Bu atama ve iddialar üzerine en çok merak edilen ise iktidar ortağı MHP’nin lideri Devlet Bahçeli’nin ne diyeceğiydi. Nihayet dünkü grup toplantısında Bahçeli de sessizliğini bozdu:
“1 Mart 1977'nin sabah ezanı vakti, 14-15 kişiden oluştuğu tahmin edilen hainler önce uzun namlulu silahlarla İstanbul Adana Öğrenci Yurdu'nu taramışlar, arkasından da taarruz tipi el bombası atmışlardır. Ülküdaşımız Mustafa Erol bu şerefsiz saldırıda şehit olmuştur. Karlı bir İstanbul günü, aziz naaşı Türk bayrağıyla sarılmış, Muratpaşa Camiinde kılınan cenaze namazından sonra Merkezefendi Mezarlığı'na Fatihalarla ve gözyaşları eşliğinde defnedilmiştir. Hepimizin hafızasına mıh gibi işleyen, gören herkesi duygulandıran karlı bir günde omuzlarda taşınan şehit naaşının resmedildiği fotoğraf hiçbir zaman gözümüzün önünden gitmemiştir. Ancak merhum şehidimiz Mustafa Erol'un katilinin kim ya da kimler olduğu belgeli, berrak ve resmi olarak tam bilinmeden, hatta mahkeme tutanakları iddiaları doğrulamazken, sosyal medyada provokasyon yapan, pusu kuran, ajitasyona yeltenen, bize dava öğretmeye, şehitlerimizi hatırlatmaya, MHP'yi yargılamaya çalışan art niyetli kişilerin varlığı da teker teker açığa çıkmıştır... sanki katil bulunmuş da buna göz yumuyormuşuz gibi bir algı oluşturmaya hiç kimsenin hakkı yoktur. Buna alet olan arkadaşlarımız da karanlık kampanyayı servis etmişlerdir. Bizim Viyana Büyükelçiliğine atanan şahısla ilgili ortak hiçbir noktamız yoktur. Geldiği yer bellidir, hüviyeti bellidir, mazisi bellidir. Sorumluluk elbette hükümetindir. Bu atamayı maske yaparak Cumhur İttifakı'na husumet kusanlar, bilip bilmeden, partimizin resmi görüşü teşekkül etmeden akıntıya kapılanlar yanlış yapmışlar, ters köşeye yatmışlardır.”

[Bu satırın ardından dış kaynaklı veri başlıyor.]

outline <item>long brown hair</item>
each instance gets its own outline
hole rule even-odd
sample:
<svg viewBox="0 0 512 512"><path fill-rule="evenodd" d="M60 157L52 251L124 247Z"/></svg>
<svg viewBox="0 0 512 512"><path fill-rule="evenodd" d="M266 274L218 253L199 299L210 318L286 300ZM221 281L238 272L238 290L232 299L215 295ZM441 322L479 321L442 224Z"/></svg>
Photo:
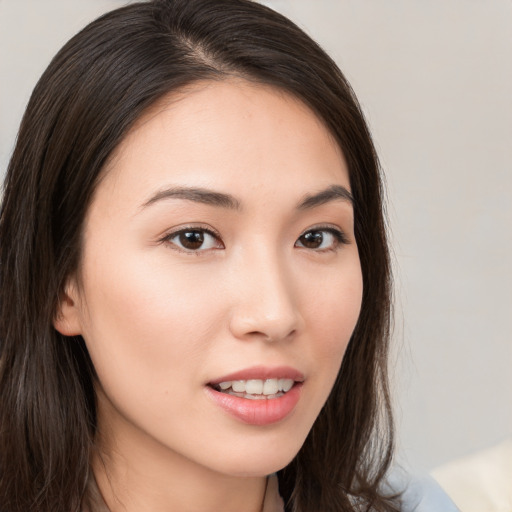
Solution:
<svg viewBox="0 0 512 512"><path fill-rule="evenodd" d="M94 446L94 368L53 318L109 156L163 95L237 75L309 105L339 143L354 196L363 302L334 389L279 474L287 510L392 511L386 364L390 268L378 159L350 85L291 21L249 0L155 0L104 15L38 82L0 214L0 509L78 511Z"/></svg>

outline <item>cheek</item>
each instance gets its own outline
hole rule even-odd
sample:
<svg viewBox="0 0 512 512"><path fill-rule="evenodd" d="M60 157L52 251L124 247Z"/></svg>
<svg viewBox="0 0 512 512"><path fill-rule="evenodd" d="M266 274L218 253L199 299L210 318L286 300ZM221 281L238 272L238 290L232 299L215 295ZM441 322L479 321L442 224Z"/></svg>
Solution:
<svg viewBox="0 0 512 512"><path fill-rule="evenodd" d="M152 263L103 258L84 277L84 338L109 395L191 389L216 328L212 294L197 293L186 272Z"/></svg>
<svg viewBox="0 0 512 512"><path fill-rule="evenodd" d="M350 267L333 273L304 305L311 342L303 348L321 368L318 392L322 399L327 398L341 367L361 311L362 292L359 260L354 258Z"/></svg>
<svg viewBox="0 0 512 512"><path fill-rule="evenodd" d="M362 275L359 260L338 273L333 272L324 286L318 286L304 307L308 323L314 326L318 349L326 354L344 351L355 328L362 301Z"/></svg>

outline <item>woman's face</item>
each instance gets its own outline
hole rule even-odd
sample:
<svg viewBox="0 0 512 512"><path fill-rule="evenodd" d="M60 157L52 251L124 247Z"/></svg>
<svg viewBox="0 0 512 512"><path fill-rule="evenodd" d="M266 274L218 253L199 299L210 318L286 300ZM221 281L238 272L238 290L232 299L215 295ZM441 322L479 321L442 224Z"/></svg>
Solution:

Herhalde dikkatlerden kaçmamıştır.
Bu iki açıklamada ve bu konuda konuşanların açıklamalarında öldürülen ülkücü genç için iki ayrı isim zikrediliyor: Mustafa Erol ve Mustafa Eroğlu.
İsimleri birbirine benzese de aslında iki farklı kişiden ve iki ayrı cinayetten bahsediyoruz.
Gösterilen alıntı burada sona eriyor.